The description below is also available as PDF here.
Summary
Since March 2001, the USPTO publishes the large majority of all patent applications. As research has extensively used patents for a variety of measures, this is an interesting source of information. Specifically if one takes into account that around 50% of all patent applications fail (link) and thus result in a large part of unobserved activities when solely using granted patents. This dataset consist of scraped patent application data split into various tables describing the patent (title, dates, types), its technological classes (IPC and USPTO), its inventors (names, locations), and its assignees (names, locations).
Introduction
All types of research have been using patent data to observe or measure a tremendous number of different concepts or mechanisms. Despite the progress that has been made in using such data, most of this work may be subject to an unobservability bias/selective sampling issue. After all, not all inventions are patented and even in settings where innovations are regularly patented, around 50% of all patent applications still fail.
To address the latter issue, one could use not only granted patents, but all patent applications to overcome such issues. Whereas some patent agencies (including the EPO) have always published all patent applications, the USPTO only started to publish patent applications in the year 2001 (link). The publication of patent applications occurs 18 months after filing or earlier upon request by the application. Certain types of applicants (individuals and small enterprises) can opt-out from such mandatory publication.
Source of data
The data published here was originally provided by the USPTO and retrieved from Google USPTO Bulk Downloads (link). Specifically, all data stem from the “Patent Application Publication Bibliographic Data”. All the weekly XML files have been scraped and put into tables that follow a ‘relational database’ format. All string variables have been put into uppercase, trimmed, and cleaned from non-ASCII characters.
Description of tables and fields
See details in the PDF file.
Disclaimer
All copyright of this data remains with the original information providers (USPTO and/or patent applicant). This data may solely be used for non-commercial purposes. Though care has been taken in collecting this data, it cannot be guaranteed there are no errors or mistakes. Please use this data at your own risk.
Frequently-asked questions
How do I use this dataset on Stata 11/12/13?
Please download the CSV files and use the ‘import’ or ‘insheet’ commands to import the data.
Help, I get an out-of-memory error!
First, it may be an issue with your Stata settings. Use ‘set max_memory’ to increase the memory limit.
Second, your computer may not have enough memory. There are a couple of solutions. One can TxtFileSplitter to split the CSV files into smaller parts and import these into Stata.
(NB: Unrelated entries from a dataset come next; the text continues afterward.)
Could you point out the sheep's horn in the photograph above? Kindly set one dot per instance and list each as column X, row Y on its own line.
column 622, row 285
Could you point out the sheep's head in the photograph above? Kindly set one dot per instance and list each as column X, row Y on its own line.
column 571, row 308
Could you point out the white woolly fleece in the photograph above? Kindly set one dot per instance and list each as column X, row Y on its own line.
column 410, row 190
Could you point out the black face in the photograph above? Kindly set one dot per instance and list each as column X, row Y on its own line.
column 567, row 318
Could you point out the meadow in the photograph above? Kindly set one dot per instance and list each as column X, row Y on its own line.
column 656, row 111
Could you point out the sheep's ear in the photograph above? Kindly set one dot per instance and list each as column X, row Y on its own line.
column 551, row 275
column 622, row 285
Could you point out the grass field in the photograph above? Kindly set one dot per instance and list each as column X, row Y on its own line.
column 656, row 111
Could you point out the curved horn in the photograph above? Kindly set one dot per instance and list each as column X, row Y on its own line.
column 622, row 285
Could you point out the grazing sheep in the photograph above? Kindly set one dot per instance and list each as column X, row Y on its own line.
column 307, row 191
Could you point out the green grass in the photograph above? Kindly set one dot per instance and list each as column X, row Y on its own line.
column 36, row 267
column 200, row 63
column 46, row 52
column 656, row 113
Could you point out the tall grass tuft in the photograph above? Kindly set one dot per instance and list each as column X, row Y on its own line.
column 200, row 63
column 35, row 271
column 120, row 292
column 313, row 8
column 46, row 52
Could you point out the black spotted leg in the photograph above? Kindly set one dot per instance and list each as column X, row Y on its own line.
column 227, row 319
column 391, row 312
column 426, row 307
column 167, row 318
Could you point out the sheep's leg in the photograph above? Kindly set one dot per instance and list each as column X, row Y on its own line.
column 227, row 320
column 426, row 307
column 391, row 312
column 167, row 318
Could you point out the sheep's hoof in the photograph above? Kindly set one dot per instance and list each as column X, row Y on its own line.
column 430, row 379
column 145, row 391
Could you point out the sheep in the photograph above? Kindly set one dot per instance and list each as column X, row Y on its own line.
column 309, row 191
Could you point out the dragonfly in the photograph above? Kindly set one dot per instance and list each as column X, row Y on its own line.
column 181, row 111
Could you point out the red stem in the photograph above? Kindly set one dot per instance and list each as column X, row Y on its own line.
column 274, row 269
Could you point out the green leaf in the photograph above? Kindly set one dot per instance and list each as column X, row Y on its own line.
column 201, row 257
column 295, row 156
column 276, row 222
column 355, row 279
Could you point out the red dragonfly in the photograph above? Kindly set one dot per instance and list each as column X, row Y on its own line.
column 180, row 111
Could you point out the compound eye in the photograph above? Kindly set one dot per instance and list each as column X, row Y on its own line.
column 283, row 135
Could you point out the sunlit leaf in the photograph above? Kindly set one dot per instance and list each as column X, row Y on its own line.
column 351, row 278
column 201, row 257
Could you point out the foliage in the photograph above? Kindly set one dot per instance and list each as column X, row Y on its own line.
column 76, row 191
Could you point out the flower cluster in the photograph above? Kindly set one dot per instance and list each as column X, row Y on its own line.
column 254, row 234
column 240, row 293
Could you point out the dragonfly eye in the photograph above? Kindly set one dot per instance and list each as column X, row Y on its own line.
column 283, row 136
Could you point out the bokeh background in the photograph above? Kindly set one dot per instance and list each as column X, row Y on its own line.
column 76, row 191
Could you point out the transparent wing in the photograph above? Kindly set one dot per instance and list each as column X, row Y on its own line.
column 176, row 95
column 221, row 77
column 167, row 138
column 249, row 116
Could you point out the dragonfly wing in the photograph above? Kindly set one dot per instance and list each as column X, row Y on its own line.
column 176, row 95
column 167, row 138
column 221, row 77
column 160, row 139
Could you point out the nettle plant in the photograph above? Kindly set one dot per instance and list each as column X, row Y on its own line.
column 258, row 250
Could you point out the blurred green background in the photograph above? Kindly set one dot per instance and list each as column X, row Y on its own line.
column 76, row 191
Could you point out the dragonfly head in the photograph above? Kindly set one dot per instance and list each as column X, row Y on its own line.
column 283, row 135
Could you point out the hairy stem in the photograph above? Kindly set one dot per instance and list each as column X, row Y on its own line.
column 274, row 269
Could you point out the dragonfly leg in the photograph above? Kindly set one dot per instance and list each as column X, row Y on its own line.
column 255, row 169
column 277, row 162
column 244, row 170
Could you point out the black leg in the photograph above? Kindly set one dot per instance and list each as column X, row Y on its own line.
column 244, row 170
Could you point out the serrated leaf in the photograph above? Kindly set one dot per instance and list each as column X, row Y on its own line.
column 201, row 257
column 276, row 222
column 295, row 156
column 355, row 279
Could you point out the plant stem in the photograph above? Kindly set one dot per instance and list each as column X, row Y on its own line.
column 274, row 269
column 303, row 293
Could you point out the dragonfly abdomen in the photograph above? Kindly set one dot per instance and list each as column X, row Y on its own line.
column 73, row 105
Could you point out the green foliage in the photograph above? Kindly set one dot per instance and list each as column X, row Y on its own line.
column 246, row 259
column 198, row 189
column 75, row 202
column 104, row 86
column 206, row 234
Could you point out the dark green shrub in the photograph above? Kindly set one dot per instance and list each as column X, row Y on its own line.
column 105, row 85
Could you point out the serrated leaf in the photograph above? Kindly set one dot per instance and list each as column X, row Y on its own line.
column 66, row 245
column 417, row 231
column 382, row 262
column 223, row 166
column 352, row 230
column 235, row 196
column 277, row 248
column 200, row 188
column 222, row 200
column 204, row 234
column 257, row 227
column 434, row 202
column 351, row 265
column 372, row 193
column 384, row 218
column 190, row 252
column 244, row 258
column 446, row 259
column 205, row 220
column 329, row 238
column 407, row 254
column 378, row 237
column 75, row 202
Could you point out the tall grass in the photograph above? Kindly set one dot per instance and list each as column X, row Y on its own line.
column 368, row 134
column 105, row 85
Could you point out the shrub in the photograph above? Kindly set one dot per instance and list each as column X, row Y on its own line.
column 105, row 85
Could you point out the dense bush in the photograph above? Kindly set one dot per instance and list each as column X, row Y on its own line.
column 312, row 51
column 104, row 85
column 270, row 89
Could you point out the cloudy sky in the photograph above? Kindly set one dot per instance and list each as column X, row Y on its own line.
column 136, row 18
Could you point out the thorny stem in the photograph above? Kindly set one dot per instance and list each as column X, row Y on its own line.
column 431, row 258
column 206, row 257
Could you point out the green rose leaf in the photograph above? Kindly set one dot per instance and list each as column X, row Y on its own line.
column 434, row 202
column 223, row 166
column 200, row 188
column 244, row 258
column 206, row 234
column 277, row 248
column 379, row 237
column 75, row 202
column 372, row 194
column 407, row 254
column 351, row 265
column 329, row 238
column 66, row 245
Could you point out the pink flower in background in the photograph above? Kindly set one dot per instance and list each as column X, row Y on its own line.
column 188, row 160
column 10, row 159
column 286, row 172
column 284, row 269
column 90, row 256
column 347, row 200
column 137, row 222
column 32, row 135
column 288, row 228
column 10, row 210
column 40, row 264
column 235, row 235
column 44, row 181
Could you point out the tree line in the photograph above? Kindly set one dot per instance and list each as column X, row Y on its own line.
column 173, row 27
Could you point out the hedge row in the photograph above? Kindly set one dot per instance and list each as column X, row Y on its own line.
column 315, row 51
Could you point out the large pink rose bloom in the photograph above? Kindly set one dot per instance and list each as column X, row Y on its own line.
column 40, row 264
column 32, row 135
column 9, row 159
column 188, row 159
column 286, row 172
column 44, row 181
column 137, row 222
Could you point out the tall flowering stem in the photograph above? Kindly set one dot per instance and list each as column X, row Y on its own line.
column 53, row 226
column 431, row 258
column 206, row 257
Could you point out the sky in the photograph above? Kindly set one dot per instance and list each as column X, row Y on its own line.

Alternatively, one can only load certain variables into Stata (‘use app_id asg_organization for using assignees.dta’) or only certain observations (‘use assignees.dta in 1/1000’).
There are mistakes in the dataset.
Yes, there are indeed some mistakes in the data, like abbreviations for non-existent states and countries or e-mail addresses in the phone number field. However, these mistakes were already present in the original data. Depending on the purpose of your research, you may have to clean the data further.